A più di quattro anni dalla caduta della sua giunta il Partito democratico torna dividersi su Ignazio Marino. A riaprire lo scontro interno sull'ultimo sindaco dem della capitale è stata la sentenza con cui la Corte di Cassazione ha assolto Marino per la vicenda scontrini. era il 2015 quando, a un anno dal suo insediamento, Marino fu travolto dalle polemiche inerenti alcuni rimborsi che - questa era l'accusa - il sindaco avrebbe richiesto per cene private. Ebbene, per i giudici di Cassazione, Ignazio Marino non si è macchiato di alcuni illecito.
Il Pd però non esulta. Perché all'epoca dei fatti, con Matteo Renzi 'stabile' a Palazzo Chigi e Matteo Orfini presidente del partito ma soprattutto commissario del Pd di Roma, furono proprio i dem a propiziare la caduta della loro stessa giunta e a farlo, non con un voto in assemblea, ma con le dimissioni depositate presso uno studio notarile e poi presentate in Comune davanti al segretario generale del Campidoglio. E questo perché da tempo la maggioranza del partito, allora saldamente in mano ai renziani, era convinta che Marino stesse facendo "danni" allo stesso Pd oltre che alla città di Roma.
Da Zingaretti un "abbraccio affettuoso"
Lo stesso Matteo Renzi, a Porta a Porta, si rivolse al sindaco - con cui il rapporto non era mai decollato - sfidandolo: "Governi la città, se ci riesce...". Di qui l'imbarazzo che attraversa in queste ore il partito. Il segretario in carica, Nicola Zingaretti, si è subito congratulato con l'ex primo cittadino di Roma: "Sono davvero contento per l'assoluzione di Ignazio Marino. Il tempo è galantuomo e con questa sentenza definitiva della Cassazione, si chiude la sua vicenda giudiziaria riconoscendogli la giusta correttezza dell' azione di governo di Marino a cui mando un abbraccio affettuoso".
Va ricordato, tuttavia, che Zingaretti proviene dalla stessa area politica da cui proveniva anche Marino, quella che faceva riferimento a Goffredo Bettini, deus ex machina della candidatura del medico chirurgo genovese a sindaco della Capitale. Chi non ha sostenuto Marino prima e dopo la sua elezione è stato invece Carlo Calenda che oggi giudica "suicida" il modo in cui il Pd di allora lo sfiduciò, pur riconoscendo i limiti della sua amministrazione nella Capitale.
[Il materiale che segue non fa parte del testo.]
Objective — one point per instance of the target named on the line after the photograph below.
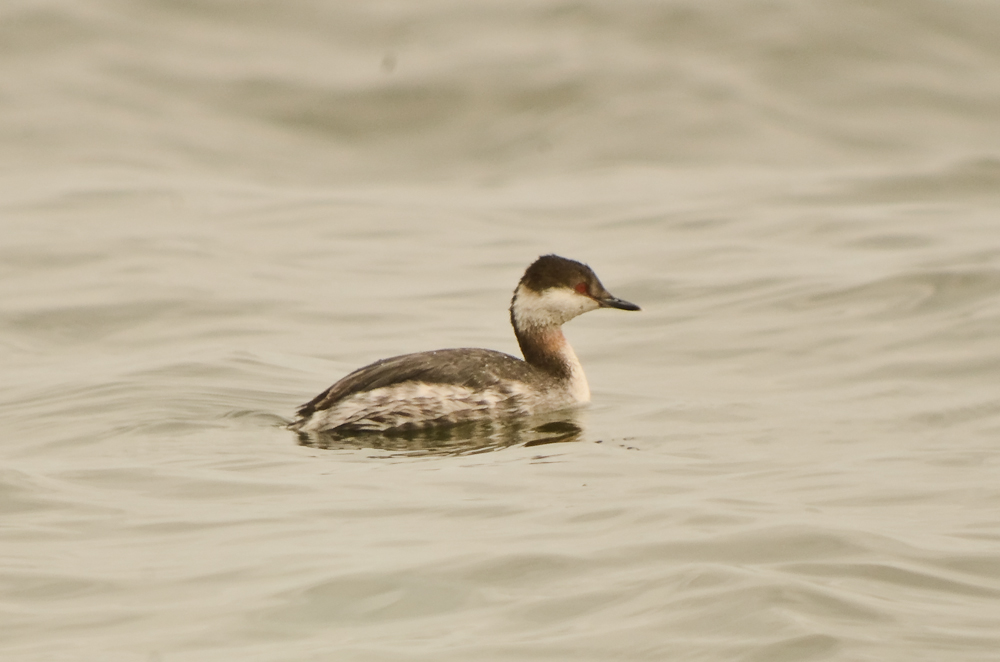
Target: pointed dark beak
(609, 301)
Attestazioni di stima per l'ex sindaco sono arrivate anche da sinistra, da Roberto Speranza a Laura Boldrini, oltre che dai parlamentari più vicini a Zingaretti. Lungo, invece, il silenzio dei renziani che, solo in tarda mattinata, si sono espressi prima con Anzaldi, che accusa "il vecchio apparato" di voler fermare l'elezione a sindaco di Paolo Gentiloni (oggi presidente del partito accanto a Nicola Zingaretti), e poi con lo stesso Matteo Orfini, bersagliato da accuse e inviti a chiedere scusa sui social.
Orfini al contrattacco
L'ex commissario del Pd a Roma affida a un lungo post le sue ragioni: non si scusa Orfini, ma contrattacca sottolineando: "Alcuni, compreso qualche dirigente del Pd, mi chiedono di scusarmi per la scelta di sfiduciarlo. Ovviamente non credo di doverlo fare, perché quella scelta l'ho assunta spiegando fin dal primo momento che non era legata all'inchiesta".
Per Orfini, "Marino non era adeguato a quel ruolo, stava amministrando male Roma, la città era un disastro. Provai per un anno ad aiutarlo, troverete decine di dichiarazioni dell'ex sindaco che lo riconosceva. Difesi l'indifendibile, compresa la scelta di rimanere in vacanza in alcuni dei momenti più delicati della vita della città". E anche l'obiezione mossa contro Orfini di aver favorito la vittoria di Virginia Raggi a Roma è rispedita al mittente: "Ognuno può interpretare a piacimento il nesso di causa-effetto. Dal mio punto di vista, la Raggi l'ha portata il disastro amministrativo prodotto da Marino e un'inchiesta - Mafia capitale - che sconvolse la città e il Pd".